I would also note that much of what conservatives hate/fear (the Muslim ban, his insults, his comments on libel laws, his finger on the nuclear button etc.) are likely campaign bluster. Again, I am not excusing that behavior, but it suggests he could be a fine President. Even if I am wrong, our government has well-built structures that limit the power of the President, ensuring these positions could not become law. The strength of our institutions deserve more credit than some alarmists let on, further diminishing his downside. While Trump enjoys a Twitter tirade, he has a history of avoiding direct confrontation (with the exception of his personal punching bag, Jeb Bush) as illustrated by his handling of Megyn Kelly among others. I see no reason to feel less safe with Trump our Commander-in-Chief than Clinton.

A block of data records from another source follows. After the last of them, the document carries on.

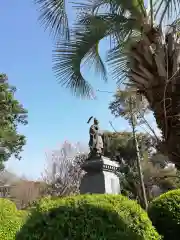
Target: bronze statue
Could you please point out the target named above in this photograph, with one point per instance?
(95, 141)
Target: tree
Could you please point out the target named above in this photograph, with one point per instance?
(119, 107)
(121, 145)
(142, 52)
(63, 174)
(12, 114)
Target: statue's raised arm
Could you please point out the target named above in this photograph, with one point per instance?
(95, 141)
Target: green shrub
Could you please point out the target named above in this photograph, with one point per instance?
(88, 217)
(10, 219)
(164, 212)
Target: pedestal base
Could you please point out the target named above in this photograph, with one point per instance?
(101, 177)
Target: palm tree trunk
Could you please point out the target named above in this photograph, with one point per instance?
(167, 114)
(138, 158)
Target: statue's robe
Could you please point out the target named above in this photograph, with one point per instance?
(95, 141)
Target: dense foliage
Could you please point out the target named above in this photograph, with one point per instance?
(11, 115)
(164, 212)
(10, 219)
(89, 217)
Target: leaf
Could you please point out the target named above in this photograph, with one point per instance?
(54, 17)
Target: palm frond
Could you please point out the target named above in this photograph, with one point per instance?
(84, 48)
(54, 17)
(166, 10)
(135, 7)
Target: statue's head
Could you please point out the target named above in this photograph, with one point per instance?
(96, 121)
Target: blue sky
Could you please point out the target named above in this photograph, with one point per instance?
(54, 115)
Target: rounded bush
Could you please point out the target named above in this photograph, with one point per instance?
(164, 212)
(10, 219)
(88, 217)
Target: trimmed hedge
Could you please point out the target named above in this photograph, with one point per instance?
(164, 212)
(10, 219)
(88, 217)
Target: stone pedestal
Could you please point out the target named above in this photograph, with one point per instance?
(101, 176)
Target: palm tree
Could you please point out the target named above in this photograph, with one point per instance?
(144, 52)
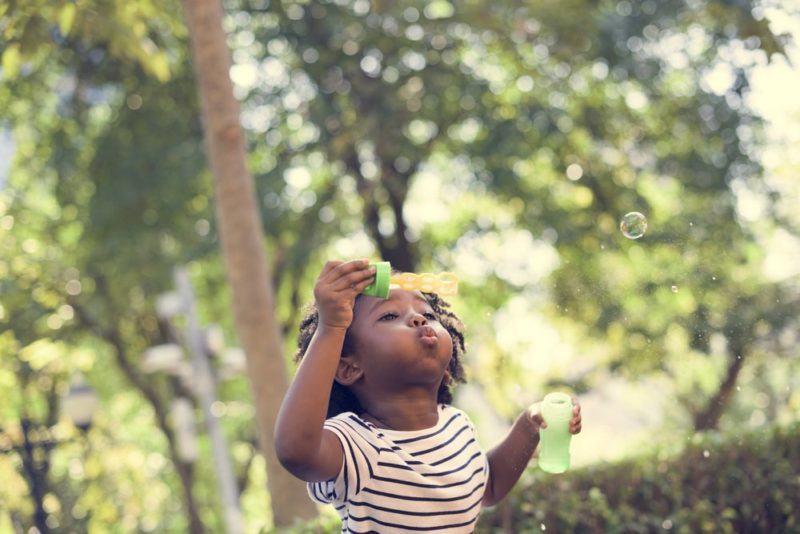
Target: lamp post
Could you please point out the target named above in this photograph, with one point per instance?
(38, 443)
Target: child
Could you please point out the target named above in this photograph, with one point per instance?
(367, 420)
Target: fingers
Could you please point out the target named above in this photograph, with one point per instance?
(340, 274)
(576, 423)
(352, 275)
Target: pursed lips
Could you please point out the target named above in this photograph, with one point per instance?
(427, 334)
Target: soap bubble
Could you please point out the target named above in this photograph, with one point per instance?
(633, 225)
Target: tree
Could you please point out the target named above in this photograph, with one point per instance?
(242, 242)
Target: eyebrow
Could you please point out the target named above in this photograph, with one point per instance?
(417, 297)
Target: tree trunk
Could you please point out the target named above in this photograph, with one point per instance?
(708, 418)
(241, 236)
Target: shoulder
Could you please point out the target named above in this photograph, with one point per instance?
(350, 424)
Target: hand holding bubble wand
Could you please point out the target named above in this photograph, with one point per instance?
(444, 284)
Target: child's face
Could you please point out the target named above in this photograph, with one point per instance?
(399, 342)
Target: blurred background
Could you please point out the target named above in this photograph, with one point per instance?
(502, 140)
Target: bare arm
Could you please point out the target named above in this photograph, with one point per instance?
(303, 447)
(509, 458)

#NeverTrump conservatives should also ask themselves whether his VP choice could sway them. Ultimatums made rashly can make one look foolish when one reverses or keep one anchored to bad positions out of an aversion to reversing. Does Cruz (or someone else) allay some concerns? If yes, perhaps, it is best to wait for him to make that choice. Assuming he is the nominee, who Trump picks as his VP will be fascinating and enlightening. If I were to make 5 guesses, I would go (in descending order of likelihood): David Petraeus, a business person (to emphasize the anti-politician theme—this un-named pick on my part is a clear cop-out), John Kasich, Bill O’Reilly, and Chris Christie. Who really knows though?
The General Election is a choice, and Trump is a better one than Clinton, especially as his worst ideas won’t become law with any reasonable congress if he even pursues them.

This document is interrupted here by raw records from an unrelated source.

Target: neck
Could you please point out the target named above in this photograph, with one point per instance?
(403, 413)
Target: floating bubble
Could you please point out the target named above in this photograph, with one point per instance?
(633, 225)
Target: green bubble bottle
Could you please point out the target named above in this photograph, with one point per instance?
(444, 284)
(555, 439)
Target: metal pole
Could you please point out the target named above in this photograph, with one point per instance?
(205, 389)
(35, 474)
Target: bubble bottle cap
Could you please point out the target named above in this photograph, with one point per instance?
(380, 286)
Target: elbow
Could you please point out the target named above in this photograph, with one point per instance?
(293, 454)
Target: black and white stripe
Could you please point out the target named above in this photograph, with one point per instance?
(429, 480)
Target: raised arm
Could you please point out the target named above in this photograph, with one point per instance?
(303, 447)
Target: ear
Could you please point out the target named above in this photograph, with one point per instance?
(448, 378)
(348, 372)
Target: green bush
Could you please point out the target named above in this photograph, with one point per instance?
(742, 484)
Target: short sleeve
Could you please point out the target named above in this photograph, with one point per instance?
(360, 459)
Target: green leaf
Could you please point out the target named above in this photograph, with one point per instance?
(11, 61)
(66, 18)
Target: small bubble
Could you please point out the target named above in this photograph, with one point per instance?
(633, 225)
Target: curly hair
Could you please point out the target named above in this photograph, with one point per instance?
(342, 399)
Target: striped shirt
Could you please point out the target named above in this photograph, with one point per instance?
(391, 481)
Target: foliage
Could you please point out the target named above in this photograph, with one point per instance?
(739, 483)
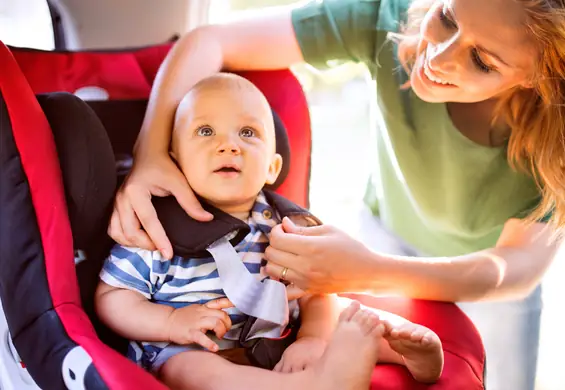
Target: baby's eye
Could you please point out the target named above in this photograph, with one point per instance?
(247, 132)
(205, 131)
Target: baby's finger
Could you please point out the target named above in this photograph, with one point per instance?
(219, 304)
(279, 365)
(201, 339)
(220, 315)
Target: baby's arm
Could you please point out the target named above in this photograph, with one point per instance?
(132, 315)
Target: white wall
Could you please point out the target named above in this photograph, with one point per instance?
(104, 24)
(26, 23)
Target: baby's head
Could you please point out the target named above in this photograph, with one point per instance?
(224, 141)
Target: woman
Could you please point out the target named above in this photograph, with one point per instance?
(482, 91)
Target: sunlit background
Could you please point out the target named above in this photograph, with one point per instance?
(341, 119)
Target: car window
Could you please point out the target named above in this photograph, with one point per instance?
(26, 23)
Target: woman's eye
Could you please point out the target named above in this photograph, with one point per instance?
(205, 131)
(479, 63)
(247, 132)
(446, 20)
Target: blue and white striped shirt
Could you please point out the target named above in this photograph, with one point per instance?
(180, 282)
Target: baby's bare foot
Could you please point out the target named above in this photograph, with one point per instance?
(352, 353)
(420, 349)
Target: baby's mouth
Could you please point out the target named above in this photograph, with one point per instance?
(228, 169)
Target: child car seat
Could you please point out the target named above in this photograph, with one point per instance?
(39, 265)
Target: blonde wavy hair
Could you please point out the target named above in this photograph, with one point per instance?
(535, 116)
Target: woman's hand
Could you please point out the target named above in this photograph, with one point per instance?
(320, 259)
(134, 220)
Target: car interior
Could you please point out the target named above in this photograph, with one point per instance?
(78, 73)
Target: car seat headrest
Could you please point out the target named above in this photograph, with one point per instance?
(123, 119)
(76, 126)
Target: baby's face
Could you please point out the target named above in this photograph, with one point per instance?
(224, 142)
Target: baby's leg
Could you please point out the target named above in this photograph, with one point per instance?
(347, 363)
(411, 345)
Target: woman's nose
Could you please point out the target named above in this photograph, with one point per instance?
(442, 58)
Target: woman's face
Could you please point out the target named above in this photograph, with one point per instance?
(473, 50)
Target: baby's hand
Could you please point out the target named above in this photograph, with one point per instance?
(189, 324)
(302, 353)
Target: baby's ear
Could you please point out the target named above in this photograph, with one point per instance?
(274, 169)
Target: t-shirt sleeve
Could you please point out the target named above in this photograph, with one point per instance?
(130, 268)
(336, 31)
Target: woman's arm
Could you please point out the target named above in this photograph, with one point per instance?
(324, 259)
(245, 44)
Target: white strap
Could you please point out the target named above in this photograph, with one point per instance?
(266, 300)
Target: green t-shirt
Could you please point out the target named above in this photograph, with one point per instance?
(439, 191)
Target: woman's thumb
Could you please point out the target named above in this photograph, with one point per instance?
(290, 227)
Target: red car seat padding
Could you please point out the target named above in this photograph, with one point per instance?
(39, 288)
(130, 74)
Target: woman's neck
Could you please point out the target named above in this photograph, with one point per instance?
(474, 121)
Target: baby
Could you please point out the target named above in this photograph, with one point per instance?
(178, 311)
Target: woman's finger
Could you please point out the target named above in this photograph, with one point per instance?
(292, 228)
(275, 271)
(188, 201)
(294, 292)
(131, 225)
(115, 229)
(283, 259)
(154, 231)
(279, 365)
(292, 243)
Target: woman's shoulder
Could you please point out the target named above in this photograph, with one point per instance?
(334, 31)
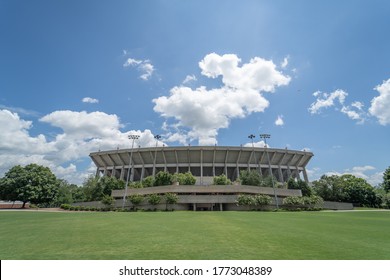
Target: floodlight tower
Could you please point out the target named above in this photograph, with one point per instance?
(265, 137)
(132, 137)
(251, 137)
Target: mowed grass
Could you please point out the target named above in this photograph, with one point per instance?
(195, 235)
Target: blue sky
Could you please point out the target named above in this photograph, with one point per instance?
(79, 76)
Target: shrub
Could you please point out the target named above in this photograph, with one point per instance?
(136, 185)
(65, 206)
(148, 182)
(136, 199)
(245, 199)
(170, 198)
(154, 199)
(184, 178)
(221, 180)
(163, 178)
(262, 200)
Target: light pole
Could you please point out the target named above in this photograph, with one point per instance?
(251, 137)
(265, 137)
(157, 137)
(132, 137)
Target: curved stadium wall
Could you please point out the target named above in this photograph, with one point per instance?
(204, 162)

Conservatives could stand to benefit from some of Trump’s populism, and we do need toughness against China. He would also likely surround himself with smart people, providing wise council. A couple dozen people I know, whose judgment I respect and whose character is unimpeachable, are Trump supporters, and their support may have softened my opposition. The twittersphere showcases the worst of his support but is not representative of much of his base. Questions of moral fitness aside, I do think Trump, whom would likely govern as a centrist and pragmatist, would be a decent President, and the fact Clinton with her server and serial lying is equally unfit renders that concern moot in the General Election.
Conservatives have every right to oppose Trump in the primary. However should he be the nominee (very likely), we should be anti-Hillary in 2016, and this may mean voting for Donald Trump. Pledging #NeverTrump is a mistake.